En premier lieu, et cela relève effectivement du bon sens, la candidature d’une société ne contient pas que son nom, celle de la société « EPI » ne dissimulait nullement son nom véritable, ainsi que le détail de son actionnariat et de sa structure juridique. Dès lors s’il plaisait à la société « EPI plage de Pampelone » d’attaquer la société « EPI » en justice au titre d’une utilisation abusive relative au droit des marques, il lui était possible d’ouvrir un autre contentieux.

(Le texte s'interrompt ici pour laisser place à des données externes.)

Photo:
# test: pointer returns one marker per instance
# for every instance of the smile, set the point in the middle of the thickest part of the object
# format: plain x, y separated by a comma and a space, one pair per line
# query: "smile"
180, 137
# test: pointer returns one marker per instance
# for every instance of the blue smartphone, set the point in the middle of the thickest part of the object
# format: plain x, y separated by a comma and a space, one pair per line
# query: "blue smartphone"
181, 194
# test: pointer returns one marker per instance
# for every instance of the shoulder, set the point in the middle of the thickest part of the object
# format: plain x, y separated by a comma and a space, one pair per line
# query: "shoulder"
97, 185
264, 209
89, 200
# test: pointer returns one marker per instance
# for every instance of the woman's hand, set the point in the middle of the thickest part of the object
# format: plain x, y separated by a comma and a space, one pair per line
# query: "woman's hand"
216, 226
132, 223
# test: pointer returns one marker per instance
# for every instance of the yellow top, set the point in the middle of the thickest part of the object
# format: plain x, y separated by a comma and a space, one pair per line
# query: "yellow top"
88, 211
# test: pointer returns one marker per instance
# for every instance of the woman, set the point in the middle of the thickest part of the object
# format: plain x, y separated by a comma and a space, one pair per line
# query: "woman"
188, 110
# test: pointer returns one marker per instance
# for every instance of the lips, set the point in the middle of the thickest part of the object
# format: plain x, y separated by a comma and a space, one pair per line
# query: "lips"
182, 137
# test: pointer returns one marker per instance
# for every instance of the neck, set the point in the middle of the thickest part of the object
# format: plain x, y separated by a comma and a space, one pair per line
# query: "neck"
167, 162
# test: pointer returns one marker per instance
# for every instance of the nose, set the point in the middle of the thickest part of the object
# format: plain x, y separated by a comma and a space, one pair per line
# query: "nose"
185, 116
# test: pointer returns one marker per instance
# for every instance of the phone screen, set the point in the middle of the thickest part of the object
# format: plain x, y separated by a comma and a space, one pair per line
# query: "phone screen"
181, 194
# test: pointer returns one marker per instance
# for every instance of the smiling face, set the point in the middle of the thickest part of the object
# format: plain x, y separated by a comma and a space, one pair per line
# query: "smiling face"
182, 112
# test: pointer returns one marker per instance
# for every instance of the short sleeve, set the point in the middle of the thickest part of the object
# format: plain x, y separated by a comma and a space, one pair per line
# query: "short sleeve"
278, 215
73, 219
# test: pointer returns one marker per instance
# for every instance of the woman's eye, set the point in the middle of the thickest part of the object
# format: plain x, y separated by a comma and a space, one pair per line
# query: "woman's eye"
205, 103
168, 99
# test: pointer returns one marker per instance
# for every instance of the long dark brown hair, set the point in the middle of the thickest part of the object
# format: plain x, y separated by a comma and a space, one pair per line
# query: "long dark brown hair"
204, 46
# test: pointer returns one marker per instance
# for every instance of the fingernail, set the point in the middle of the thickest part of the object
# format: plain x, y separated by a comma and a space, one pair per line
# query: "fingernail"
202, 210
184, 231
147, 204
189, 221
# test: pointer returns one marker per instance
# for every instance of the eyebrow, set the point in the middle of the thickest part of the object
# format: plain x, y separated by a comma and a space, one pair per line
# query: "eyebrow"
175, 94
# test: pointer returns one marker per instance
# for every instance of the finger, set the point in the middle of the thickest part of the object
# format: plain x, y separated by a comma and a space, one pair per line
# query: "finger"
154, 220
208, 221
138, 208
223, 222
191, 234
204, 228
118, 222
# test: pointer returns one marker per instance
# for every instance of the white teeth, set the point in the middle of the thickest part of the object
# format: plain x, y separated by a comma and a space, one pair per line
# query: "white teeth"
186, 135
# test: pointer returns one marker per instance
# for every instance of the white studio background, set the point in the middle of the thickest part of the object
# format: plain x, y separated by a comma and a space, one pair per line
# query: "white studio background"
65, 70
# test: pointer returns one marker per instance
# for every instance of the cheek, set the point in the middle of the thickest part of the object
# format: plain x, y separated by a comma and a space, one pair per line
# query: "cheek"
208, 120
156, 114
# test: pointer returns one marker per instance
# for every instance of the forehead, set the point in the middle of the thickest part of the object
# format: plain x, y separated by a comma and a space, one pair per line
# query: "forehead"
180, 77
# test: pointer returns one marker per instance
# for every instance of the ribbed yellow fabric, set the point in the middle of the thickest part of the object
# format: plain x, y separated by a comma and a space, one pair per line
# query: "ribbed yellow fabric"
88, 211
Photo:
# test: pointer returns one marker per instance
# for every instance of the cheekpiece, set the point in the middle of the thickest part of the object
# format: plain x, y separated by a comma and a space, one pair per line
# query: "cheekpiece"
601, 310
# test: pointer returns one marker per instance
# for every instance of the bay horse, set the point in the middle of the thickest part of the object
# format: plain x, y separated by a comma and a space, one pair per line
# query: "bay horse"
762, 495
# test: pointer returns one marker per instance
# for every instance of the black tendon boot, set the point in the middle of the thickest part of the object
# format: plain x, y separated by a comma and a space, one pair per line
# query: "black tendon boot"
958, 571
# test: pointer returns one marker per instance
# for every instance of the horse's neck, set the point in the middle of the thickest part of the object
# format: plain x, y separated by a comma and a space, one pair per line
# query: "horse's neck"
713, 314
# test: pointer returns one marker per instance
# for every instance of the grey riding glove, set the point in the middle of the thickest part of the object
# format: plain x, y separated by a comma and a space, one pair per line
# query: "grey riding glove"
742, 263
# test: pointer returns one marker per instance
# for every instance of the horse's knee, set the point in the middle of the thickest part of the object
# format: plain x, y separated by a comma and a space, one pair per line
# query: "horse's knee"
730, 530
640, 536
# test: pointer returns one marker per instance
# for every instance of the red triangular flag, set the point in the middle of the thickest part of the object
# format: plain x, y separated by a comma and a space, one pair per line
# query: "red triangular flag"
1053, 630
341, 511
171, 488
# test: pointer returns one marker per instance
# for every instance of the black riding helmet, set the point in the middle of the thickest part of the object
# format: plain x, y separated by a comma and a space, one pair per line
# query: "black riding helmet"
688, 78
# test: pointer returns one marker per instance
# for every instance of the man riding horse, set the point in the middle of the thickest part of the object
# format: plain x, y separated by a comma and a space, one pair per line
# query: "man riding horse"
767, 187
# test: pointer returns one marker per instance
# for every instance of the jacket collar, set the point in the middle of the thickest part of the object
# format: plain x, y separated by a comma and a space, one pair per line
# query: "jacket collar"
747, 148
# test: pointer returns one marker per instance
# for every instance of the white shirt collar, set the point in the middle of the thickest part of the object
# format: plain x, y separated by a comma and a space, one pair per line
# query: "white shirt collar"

De plus, Mireille le Corre fait état d’une qualification inexacte des faits de la part du juge des référés du Tribunal Administratif de Toulon, le nom de la société « EPI », nommée ainsi pour convenir au nom du secteur ainsi concerné, s’il créait une certaine ambiguïté, ne relevait pas d’une « manœuvre » mentionnée à l’article L. 3123-8 précité.
Enfin, faisant état que les deux entreprises étaient concurrentes au même lot du contrat de concession, il était invraisemblable d’estimer que l’une s’était faite passée pour l’autre.
Il reste à noter, que hormis cette question entièrement nouvelle, l’arrêt annule tout de même la procédure de passation du lot en question au stade de l’examen des candidatures. En effet, la candidature de la société EPI était irrégulière, présentant une surface allouée aux bains de soleil inférieure à celle requise dans les stipulations du cahier des charges techniques.
Source : Conseil d’État, 24 mars 2022, n° 457733, à mentionner aux tables du rec.
- article rédigé avec l’assistance de Lucas Blondiaux, stagiaire.